Djurisic, M., Vidal, G. S., Mann, M., Aharon, A., Kim, T., Ferrao Santos, A., et al. (2013). PirB regulates a structural substrate for cortical plasticity. Proceedings of the National Academy of Sciences of the United States of America, 110(51), 20771-20776. doi:10.1073/pnas.1321092110.

Cite as: https://hdl.handle.net/11858/00-001M-0000-0015-18CF-B

Abstract

Experience-driven circuit changes underlie learning and memory. Monocular deprivation (MD) engages synaptic mechanisms of ocular dominance (OD) plasticity and generates robust increases in dendritic spine density on L5 pyramidal neurons.
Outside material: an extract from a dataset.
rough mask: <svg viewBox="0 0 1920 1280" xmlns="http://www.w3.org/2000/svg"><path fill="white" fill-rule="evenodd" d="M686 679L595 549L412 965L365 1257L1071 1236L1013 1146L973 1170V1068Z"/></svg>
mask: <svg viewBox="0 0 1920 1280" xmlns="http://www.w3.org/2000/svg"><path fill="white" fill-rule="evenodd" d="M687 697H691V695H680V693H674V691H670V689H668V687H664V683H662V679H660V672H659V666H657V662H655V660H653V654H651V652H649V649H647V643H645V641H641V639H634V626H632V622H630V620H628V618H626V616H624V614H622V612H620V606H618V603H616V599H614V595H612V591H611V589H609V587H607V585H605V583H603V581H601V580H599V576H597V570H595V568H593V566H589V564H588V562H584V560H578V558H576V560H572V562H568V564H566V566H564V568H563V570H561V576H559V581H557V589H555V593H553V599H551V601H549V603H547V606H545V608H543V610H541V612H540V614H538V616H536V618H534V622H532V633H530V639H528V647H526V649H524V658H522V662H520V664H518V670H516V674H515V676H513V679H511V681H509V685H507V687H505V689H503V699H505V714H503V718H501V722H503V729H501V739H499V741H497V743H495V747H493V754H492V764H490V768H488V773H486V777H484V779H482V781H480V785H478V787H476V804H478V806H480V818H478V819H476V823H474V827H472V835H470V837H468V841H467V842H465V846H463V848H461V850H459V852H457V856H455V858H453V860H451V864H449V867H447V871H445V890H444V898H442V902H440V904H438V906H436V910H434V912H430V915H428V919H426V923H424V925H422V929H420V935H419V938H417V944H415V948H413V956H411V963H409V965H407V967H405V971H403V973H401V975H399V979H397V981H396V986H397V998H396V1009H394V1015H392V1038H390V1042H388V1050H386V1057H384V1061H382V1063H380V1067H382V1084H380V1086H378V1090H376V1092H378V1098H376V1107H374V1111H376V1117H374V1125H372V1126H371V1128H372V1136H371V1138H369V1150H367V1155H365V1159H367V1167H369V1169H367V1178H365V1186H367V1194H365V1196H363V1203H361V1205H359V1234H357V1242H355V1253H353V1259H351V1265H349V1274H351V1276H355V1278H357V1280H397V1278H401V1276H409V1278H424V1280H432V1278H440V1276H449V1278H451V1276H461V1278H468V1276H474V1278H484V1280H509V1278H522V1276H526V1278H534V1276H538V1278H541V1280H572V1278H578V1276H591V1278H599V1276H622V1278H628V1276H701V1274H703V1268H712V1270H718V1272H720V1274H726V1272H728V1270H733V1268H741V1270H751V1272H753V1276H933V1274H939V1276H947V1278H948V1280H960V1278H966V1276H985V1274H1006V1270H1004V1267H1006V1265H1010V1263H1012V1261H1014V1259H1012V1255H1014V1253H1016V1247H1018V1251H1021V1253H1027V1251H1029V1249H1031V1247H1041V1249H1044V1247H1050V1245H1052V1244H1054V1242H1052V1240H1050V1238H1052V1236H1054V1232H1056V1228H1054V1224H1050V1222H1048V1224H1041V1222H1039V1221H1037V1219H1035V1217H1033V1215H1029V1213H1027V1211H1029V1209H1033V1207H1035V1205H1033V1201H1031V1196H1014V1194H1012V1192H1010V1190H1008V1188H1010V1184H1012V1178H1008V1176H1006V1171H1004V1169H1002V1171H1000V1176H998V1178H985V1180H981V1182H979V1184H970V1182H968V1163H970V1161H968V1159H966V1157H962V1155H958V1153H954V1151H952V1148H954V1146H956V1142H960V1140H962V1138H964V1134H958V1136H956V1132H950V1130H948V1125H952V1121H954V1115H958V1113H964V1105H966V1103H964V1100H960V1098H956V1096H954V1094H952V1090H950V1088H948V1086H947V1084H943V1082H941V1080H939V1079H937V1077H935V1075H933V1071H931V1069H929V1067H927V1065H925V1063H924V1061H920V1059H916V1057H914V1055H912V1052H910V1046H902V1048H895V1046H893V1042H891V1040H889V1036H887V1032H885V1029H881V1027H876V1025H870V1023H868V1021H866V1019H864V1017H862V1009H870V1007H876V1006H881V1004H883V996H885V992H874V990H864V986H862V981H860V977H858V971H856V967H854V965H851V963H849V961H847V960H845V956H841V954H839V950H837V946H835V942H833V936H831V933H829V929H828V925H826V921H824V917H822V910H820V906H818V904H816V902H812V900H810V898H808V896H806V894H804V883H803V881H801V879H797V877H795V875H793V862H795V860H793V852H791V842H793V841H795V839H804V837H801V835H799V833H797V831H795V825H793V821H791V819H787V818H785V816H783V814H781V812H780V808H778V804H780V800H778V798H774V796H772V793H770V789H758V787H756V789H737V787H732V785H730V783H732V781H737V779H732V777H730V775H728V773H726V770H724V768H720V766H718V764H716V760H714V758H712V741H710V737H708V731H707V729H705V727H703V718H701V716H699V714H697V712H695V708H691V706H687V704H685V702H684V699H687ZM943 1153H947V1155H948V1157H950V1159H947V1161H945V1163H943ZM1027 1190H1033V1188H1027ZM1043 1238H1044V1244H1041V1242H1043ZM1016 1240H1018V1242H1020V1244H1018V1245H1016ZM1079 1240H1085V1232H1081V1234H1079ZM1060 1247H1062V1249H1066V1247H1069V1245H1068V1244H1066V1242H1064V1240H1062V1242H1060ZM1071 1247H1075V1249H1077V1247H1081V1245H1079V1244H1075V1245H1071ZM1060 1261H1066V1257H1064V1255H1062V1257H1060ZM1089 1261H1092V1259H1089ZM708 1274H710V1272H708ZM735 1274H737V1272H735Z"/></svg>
Here we show that the paired immunoglobulin-like receptor B (PirB) negatively regulates spine density, as well as the threshold for adult OD plasticity. In PirB(-/-) mice, spine density and stability are significantly greater than WT, associated with higher-frequency miniature synaptic currents, larger long-term potentiation, and deficient long-term depression. Although MD generates the expected increase in spine density in WT, in PirB(-/-) this increase is occluded. In adult PirB(-/-), OD plasticity is larger and more rapid than in WT, consistent with the maintenance of elevated spine density. Thus, PirB normally regulates spine and excitatory synapse density and consequently the threshold for new learning throughout life.